10B.2 Skillful North American Temperature and Precipitation Forecasts for Weeks 3 and 4 Conditioned on the ENSO and MJO Base State

Wednesday, 13 January 2016: 4:15 PM
La Nouvelle A ( New Orleans Ernest N. Morial Convention Center)
Daniel S. Harnos, Innovim/NOAA/NWS/NCEP/CPC, College Park, MD; and N. Johnson, M. L'Heureux, and S. Baxter

A gap currently exists between official NOAA Climate Prediction Center (CPC) products between the 2-week extended range forecasts and monthly outlooks. Forecasts within this period, covering weeks 3 and 4, are traditionally difficult as sources of forecast skill are unclear due to insufficient time for boundary conditions to take hold while model initialization errors become substantial. CPC is currently exploring filling this gap through issuing experimental outlooks for Weeks 3 and 4 beginning in September 2015.

This work builds upon previous work that developed wintertime North American 2-meter temperature forecasts for Weeks 3 and 4 conditioned on the initial state of the El Niņo-Southern Oscillation (ENSO), Madden-Julian Oscillation (MJO), and linear long-term trend. Although this previous work revealed that substantial regions of North America were able to experience skillful temperature forecasts conditioned on the ENSO and MJO base states during the winter, it remained unknown if such skill would extend to other seasons or to precipitation.

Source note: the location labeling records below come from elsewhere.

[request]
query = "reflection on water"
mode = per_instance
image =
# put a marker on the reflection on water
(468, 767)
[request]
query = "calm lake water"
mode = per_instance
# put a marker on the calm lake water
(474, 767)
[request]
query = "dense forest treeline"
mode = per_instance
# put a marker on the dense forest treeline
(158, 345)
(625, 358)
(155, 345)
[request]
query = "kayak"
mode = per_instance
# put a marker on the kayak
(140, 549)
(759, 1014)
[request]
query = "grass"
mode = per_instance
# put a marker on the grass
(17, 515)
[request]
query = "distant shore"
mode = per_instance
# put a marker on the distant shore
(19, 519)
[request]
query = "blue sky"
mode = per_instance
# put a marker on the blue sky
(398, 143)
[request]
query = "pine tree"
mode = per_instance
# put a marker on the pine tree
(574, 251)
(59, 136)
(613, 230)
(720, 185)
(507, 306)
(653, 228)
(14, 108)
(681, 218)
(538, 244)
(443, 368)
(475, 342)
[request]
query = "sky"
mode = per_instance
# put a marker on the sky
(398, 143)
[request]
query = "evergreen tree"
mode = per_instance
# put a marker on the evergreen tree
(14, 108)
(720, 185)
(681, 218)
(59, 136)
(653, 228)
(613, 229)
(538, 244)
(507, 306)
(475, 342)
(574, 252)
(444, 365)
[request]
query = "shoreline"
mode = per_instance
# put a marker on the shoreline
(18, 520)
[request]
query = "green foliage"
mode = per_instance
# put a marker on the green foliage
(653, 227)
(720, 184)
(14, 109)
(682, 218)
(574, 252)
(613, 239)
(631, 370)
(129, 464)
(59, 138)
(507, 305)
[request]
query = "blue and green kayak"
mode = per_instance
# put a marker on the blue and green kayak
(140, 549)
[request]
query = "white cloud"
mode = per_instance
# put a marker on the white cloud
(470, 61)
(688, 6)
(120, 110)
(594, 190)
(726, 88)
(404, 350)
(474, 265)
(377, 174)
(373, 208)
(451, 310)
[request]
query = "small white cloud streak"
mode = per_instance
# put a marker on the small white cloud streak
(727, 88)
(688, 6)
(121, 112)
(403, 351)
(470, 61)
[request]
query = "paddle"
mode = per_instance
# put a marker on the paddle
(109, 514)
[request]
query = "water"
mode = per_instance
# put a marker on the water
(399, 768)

This presentation details forecasts conditioned on the ENSO and MJO base state across 12 running 3-month periods for both 2-meter temperature and precipitation. The results reveal that skill in both forecast variables extends across different combinations of initial states and periods for certain regions. Temperature signals are generally more skillful than those seen for precipitation. Summertime patterns also suggest that the influence of ENSO on North American temperature at leads of 3-4 weeks may be greater than initially thought during this season.